The law changed October 1, 2005 making petitioning (filing) for bankruptcy more complex and difficult. For example, not only do you have to show only a minimal amount of excess income each month over your expenses, your income may not be above a certain amount under certain circumstances.
Now, attorneys may be liable for mis-statements made by the client if the attorney did not have good-faith in investigating. So, attorneys may request documentary proof of everything you say, such as the amount of your bills, expenses, income, copies of title papers, etc.
Additionally, the Bankruptcy Court really wants you to be sure that you have to petition. So, now, you have to take a class before and after petitioning for bankruptcy and an attorney is required to go over with you other options, such as paying creditors back through Chapter 13 or making smaller payments.
You might ask yourself about the usury laws, which talks about the most that you can be charged.
Well, the US government has a statute roughly called “Parity.”
“Parity” roughly means that Kentucky has to recognize any high interest rate from another state if that state allows for that interstate loan. This is why the credit card companies tend to use states that allow high interest and why your credit card is issued from that state.
However, whether the interest is properly disclosed to you, properly changed with notice to you and properly calculated is another issue.
For example, if you had a cash advance, was the interest started when you got the money, when the 0% APR teaser program was over? These are points to consider.
Deficiency Lawsuits (car repossession lawsuits)
So, you bought a car and did not pay. You called up the creditor and said “come get it” or maybe you left the grocery and your car was gone because you failed to make the payments.

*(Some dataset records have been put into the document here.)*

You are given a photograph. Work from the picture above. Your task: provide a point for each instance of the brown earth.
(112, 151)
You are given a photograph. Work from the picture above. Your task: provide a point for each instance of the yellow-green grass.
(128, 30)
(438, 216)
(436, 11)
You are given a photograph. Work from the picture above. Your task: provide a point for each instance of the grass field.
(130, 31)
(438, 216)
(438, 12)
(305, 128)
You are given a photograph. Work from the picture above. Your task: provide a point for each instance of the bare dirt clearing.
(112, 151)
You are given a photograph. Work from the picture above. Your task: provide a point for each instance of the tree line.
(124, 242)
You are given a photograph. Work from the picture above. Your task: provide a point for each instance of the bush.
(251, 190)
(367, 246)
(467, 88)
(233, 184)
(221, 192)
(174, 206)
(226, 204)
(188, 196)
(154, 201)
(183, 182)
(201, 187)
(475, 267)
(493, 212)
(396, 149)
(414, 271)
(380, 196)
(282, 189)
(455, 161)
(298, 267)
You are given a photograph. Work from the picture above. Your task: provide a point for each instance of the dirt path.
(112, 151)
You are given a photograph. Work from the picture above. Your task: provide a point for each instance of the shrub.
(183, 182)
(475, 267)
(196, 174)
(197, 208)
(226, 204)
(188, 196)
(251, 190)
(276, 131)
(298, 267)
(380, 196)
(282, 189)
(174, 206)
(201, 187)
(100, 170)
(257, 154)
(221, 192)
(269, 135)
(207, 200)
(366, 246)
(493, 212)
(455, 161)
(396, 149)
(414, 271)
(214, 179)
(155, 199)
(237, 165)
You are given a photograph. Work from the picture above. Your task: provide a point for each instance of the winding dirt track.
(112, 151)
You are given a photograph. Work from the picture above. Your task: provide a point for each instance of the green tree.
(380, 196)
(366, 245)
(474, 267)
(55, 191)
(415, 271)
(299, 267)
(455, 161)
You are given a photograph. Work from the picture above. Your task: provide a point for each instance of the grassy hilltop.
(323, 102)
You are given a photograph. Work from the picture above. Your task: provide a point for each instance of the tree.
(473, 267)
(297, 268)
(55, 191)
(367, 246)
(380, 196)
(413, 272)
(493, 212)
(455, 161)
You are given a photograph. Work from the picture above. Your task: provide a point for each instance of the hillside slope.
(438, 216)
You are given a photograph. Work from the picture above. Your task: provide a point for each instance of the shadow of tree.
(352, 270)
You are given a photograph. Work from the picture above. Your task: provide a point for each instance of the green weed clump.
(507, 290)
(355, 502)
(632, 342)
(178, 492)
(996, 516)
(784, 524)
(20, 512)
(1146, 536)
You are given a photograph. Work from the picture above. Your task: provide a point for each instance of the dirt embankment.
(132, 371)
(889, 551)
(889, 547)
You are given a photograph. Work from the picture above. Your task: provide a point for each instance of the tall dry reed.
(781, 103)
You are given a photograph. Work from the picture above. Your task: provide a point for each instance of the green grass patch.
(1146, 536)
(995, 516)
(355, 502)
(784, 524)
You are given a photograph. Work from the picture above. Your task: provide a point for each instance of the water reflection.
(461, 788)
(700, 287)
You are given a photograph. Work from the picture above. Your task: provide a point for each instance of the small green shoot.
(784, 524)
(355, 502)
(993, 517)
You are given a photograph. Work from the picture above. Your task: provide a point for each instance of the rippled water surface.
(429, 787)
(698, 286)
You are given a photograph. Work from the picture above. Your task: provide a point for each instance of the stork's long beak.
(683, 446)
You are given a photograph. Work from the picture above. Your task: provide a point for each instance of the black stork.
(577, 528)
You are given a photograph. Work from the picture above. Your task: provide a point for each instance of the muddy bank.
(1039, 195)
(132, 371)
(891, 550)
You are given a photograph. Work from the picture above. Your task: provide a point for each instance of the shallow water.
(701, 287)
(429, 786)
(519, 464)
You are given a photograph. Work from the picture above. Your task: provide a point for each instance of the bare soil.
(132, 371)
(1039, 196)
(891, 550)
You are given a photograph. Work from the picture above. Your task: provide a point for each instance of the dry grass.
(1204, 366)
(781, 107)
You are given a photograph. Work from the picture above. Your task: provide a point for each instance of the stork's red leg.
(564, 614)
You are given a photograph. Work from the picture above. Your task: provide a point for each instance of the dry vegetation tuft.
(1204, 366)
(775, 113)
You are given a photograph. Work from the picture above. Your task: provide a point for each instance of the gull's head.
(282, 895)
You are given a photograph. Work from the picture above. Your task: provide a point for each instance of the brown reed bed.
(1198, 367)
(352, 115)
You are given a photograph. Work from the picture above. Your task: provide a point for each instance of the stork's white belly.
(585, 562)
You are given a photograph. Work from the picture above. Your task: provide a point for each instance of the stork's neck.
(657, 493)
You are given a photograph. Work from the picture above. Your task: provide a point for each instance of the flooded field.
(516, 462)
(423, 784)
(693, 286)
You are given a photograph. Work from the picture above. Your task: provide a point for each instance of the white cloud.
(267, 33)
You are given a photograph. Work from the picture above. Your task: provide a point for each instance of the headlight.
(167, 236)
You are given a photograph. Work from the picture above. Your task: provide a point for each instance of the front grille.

Eventually, you may get sued for “deficiency.” This is the difference between what you owe and for how much the car was sold. For example, you owed $10,000 when the car was repossessed. The car was sold for $4000 and there were about $1200 in additional charges for repossession, inspection, clerk title fees, etc. At that point, you may be sued for $7200 ($10,000 + $1200 – $4000). This is called a deficiency lawsuit.
A few main defenses in these kinds of cases, include:
1. Did you get a Notice of Redemption Letter
This tells you that you can buy the car back.
Unfortunately, a lot of times you don’t think you got the letter, but it was sent anyway. Also, just because you did not get it does not mean that you don’t owe the bill;
2. What kind of shape was the car in when sold?
A lot of clients keep their cars like their children and when they discover that their “baby” was dented, dinged, chipped, or made funny noises, they have pictures of their beautiful cars to show that it got damaged after it was repossessed.
If that is the case, then maybe you don’t owe the entire deficiency.
3. Consumer Defenses
Sometimes, where you bought the car was less than honest or forthright when they dealt with you (Gadzooks). Maybe they overcharged you on the taxes, maybe they sold you a warranty that you did not know about, maybe they charged you fictional government fees that never existed, maybe they sold you items that have no value like “membership” in the car dealer’s “fan club” (yes, they exist).
While these are not the fault of the creditor who loaned you the money to buy the car, if you can show that the creditor should have known, then that throws off all of the calculations on the Truth-in-Lending disclosures (the big boxes on the top of the car contract) and that could be a viable defense. While the creditor will say that they did not cheat you, they may be profiting by the extra charges. So, that could be helpful to your defense.